CRIMINAL PROCEDURE - EVIDENCE - FIFTH AMENDMENT - SELF INCRIMINATION


ISSUE & DISPOSITION

Issue(s)

Whether a defendant’s Fifth Amendment privilege against self incrimination was violated by the introduction of photographs of the defendant’s tattoos, taken over the defendant’s objection, as evidence of motive for committing a hate crime.

Disposition

No. Photographs of tattoos that the police were aware of before compelling the defendant to pose for the photographs are admissible as evidence of the defendant’s physical characteristics.

SUMMARY

Defendant was arrested for the beating of two Mexican individuals in a suspected hate crime. Defendant’s lawyer advised the police that Defendant would not give any statements or "voluntary exemplars." Over Defendant’s objections, the police took photographs of tattoos on Defendant’s upper body. The tattoos included pictures of Nazi swastikas and skinheads engaged in various acts of violence. Defendant moved to preclude the use of the photographs at trial, claiming that they violated his Fourth, Fifth, and Sixth Amendment rights. The trial court denied Defendant’s claims and allowed the prosecution to present the photographs along with a witness qualified as an expert in hate crimes. The trial court limited the expert’s testimony to explaining the "customary meaning" of Defendant’s tattoos. A jury convicted Defendant on various counts and the Appellate Division upheld the conviction. The Court of Appeals affirmed.

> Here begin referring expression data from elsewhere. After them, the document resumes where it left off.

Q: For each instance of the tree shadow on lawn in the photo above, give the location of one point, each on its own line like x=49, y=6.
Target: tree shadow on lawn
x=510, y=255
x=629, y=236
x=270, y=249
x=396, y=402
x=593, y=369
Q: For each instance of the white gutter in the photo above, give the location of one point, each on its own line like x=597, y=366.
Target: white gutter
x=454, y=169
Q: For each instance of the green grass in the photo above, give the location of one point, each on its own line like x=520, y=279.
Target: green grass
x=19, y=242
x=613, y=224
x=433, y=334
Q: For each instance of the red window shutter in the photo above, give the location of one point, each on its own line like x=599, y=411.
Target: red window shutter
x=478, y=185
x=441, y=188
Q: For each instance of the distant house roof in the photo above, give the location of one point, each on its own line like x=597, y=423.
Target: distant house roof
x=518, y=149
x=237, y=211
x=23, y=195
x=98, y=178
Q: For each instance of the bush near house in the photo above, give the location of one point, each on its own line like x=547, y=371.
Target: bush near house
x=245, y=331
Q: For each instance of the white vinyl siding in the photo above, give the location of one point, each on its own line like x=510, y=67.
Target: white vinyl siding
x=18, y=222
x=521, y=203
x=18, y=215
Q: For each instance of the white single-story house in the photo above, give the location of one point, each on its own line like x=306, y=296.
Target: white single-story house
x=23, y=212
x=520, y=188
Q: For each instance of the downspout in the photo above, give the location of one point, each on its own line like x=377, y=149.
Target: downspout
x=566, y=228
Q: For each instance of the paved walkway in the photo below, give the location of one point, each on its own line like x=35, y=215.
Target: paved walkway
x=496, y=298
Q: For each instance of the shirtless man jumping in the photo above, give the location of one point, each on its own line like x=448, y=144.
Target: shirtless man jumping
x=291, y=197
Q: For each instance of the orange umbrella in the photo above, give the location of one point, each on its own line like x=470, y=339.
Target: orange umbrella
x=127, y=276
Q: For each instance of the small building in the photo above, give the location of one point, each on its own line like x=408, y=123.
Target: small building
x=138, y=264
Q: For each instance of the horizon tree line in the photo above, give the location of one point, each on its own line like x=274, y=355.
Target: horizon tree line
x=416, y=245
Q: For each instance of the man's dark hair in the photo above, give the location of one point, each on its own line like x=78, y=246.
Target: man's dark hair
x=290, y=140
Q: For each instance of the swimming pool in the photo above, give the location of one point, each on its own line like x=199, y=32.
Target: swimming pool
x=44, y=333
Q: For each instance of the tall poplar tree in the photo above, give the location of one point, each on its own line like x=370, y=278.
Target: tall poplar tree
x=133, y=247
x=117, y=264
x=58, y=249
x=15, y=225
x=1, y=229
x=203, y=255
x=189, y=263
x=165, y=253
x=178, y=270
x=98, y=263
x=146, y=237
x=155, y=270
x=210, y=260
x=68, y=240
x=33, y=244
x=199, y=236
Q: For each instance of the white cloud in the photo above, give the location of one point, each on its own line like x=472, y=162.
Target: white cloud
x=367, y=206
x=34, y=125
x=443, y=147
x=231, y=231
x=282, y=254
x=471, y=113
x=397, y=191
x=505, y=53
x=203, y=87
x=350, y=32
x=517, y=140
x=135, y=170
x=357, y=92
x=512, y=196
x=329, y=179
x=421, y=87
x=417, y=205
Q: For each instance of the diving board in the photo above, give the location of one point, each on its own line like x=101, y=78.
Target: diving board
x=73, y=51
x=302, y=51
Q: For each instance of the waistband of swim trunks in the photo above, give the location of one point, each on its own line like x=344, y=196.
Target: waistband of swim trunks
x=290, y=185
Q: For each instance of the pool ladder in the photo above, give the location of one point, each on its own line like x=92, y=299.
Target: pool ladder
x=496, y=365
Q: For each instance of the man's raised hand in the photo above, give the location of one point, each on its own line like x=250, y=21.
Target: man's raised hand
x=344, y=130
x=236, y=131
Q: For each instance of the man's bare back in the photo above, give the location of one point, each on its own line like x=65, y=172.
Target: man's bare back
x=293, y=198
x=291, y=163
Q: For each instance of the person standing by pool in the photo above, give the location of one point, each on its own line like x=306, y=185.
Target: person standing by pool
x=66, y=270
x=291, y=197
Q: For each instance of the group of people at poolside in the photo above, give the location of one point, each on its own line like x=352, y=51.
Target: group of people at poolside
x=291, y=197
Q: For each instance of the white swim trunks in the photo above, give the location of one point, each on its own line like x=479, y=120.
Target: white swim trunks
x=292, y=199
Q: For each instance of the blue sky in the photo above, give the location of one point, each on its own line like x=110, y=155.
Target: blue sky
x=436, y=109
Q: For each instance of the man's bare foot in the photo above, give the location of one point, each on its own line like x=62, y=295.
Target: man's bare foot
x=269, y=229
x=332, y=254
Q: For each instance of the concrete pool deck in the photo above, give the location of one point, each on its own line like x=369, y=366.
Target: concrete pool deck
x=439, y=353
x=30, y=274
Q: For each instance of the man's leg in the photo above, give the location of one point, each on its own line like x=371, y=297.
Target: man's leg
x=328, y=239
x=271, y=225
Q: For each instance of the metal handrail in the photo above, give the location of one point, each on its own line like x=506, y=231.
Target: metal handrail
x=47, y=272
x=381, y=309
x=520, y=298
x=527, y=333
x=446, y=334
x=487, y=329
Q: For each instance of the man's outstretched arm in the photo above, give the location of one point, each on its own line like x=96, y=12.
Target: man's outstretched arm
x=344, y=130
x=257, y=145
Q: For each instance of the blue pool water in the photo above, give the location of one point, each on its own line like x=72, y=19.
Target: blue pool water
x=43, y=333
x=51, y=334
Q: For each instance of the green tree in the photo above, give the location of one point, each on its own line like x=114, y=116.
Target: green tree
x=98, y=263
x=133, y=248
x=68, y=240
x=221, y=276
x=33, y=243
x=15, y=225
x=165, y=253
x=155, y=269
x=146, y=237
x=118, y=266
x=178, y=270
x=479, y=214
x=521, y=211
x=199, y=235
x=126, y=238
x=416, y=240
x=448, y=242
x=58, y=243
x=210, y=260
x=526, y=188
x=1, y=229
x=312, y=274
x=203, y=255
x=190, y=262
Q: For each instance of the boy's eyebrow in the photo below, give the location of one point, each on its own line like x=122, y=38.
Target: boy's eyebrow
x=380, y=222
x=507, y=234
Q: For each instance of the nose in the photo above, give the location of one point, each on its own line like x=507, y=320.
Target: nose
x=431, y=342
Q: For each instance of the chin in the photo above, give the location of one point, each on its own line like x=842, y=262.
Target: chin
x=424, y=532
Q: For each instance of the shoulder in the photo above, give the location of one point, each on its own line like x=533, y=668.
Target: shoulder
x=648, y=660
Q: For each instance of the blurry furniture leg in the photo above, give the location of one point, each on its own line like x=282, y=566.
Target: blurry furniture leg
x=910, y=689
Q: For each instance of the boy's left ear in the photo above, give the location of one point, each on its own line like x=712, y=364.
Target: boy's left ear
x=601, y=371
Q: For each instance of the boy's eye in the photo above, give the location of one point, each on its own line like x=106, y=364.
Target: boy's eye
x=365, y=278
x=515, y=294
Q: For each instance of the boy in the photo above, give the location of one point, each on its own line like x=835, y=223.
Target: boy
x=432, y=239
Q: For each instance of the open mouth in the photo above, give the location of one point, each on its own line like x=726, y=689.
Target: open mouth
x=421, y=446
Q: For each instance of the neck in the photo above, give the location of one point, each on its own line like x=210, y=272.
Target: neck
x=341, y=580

The Court held that the introduction of the photos of Defendant’s tattoos did not violate Defendant’s Fifth Amendment privilege against self-incrimination. The Court found that the privilege protects against compelled communication, not physical evidence from one’s body or evidence of communication that was already made. The Court explained that the tattoos were merely physical characteristics of Defendant and the privilege does not "preclude a criminal defendant from being required to exhibit physical characteristics or to provide physical exemplars." See People v. Berg, 92 N.Y.2d 701, 704 (1999); Schmerber v. California, 384 U.S. 757, 764 (1966). To the extent the tattoos could be considered a communication, the Court analogized them to preexisting documents, which are admissible even if they may betray "incriminating assertions of facts or belief." United States v. Hubbell, 530 U.S. 27, 35 (2000). Nor did the act-of-production doctrine apply, the Court concluded, because that doctrine only protects the communicative aspects of production that reveal the documents exist and are in the defendant’s possession and control. See Fisher v. United States, 425 U.S. 391 (1976). Here, the police were already aware of Defendant’s tattoos from previous investigation and Defendant was not required to disclose their existence. Thus, the Court upheld Defendant’s conviction.


Prepared by the liibulletin-ny editorial board.